The modern businessperson has more options than ever when looking for methods with which to improve their overall productivity and efficiency.
We live in an increasingly data-driven world where we are regularly being tracked, measured, and otherwise recorded. Much of this tracking is benign, although it is understandable that we associate this kind of constant monitoring and analysis with somewhat dystopian visions of the future.
From the perspective of a business operating in today’s hyper competitive landscape, the ease with which data can be collected and analysed makes it a very powerful tool for understanding markets as well as the business itself. Business intelligence software is designed to aid in this process.
What is Business Intelligence (BI)?
Business intelligence refers to a variety of different technology-driven systems which can be used to intelligently automate as much of the collecting and analysing of business-related data as possible. BI also encompasses the methodologies and underlying theories which are used to devise the algorithms upon which these systems are built.
The main focus of BI is to produce systems which streamline the process of collecting data internally, for businesses of all size. It is generally larger enterprises that benefit the most from the use of BI systems as the larger a business is, the harder it is to collect data.

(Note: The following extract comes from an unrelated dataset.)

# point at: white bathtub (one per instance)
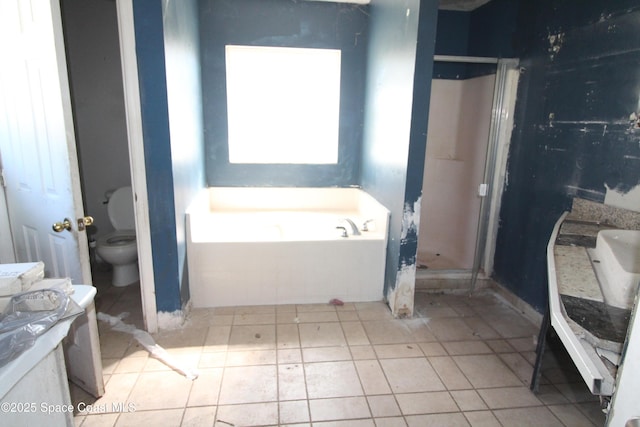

Business intelligence is also concerned with the analysis of data that is collected, but it is subtly different from the discipline of data analytics.
BI and Data Analytics
The earliest recorded usage of the term ‘business intelligence’ was first used in the 1860s, however, it wasn’t until the late 80’s that it took on the meaning that is attached to it today. A consultant by the name of Howard Dresner is usually credited with coining the modern version of the term; he intended it as a blanket phrase for any technologies which aimed to support or automate decision-making within a business setting.
The term business intelligence is often associated with ‘business analytics’ and this is reflective of the main difference between business intelligence systems and data analytics. BI is focused entirely on analysing data with the goal of informing business decisions, data analytics on the other hand is a more general discipline.
Why Your Business Needs BI
Many businesses are waking up to the potential offered by making use of data analytics. While data analytics are an undeniably powerful tool, especially when deployed properly, it is also a somewhat unfocused solution for many businesses. There are a number of independent companies which will gather and analyse data on behalf of other businesses, and while many of these companies provide a valuable service to the businesses that they work with, their service is not as specialised, and their results not as specific as those of BI systems.
By focusing entirely on how to apply data analytics to the business environment, BI systems are capable of producing analyses with much more nuance, and that are much more relevant to informing corporate decision making.
Business intelligence systems are among the most powerful weapons available to businesses who are looking to ensure that their every decision is an informed one that brings maximum benefit to the business in question.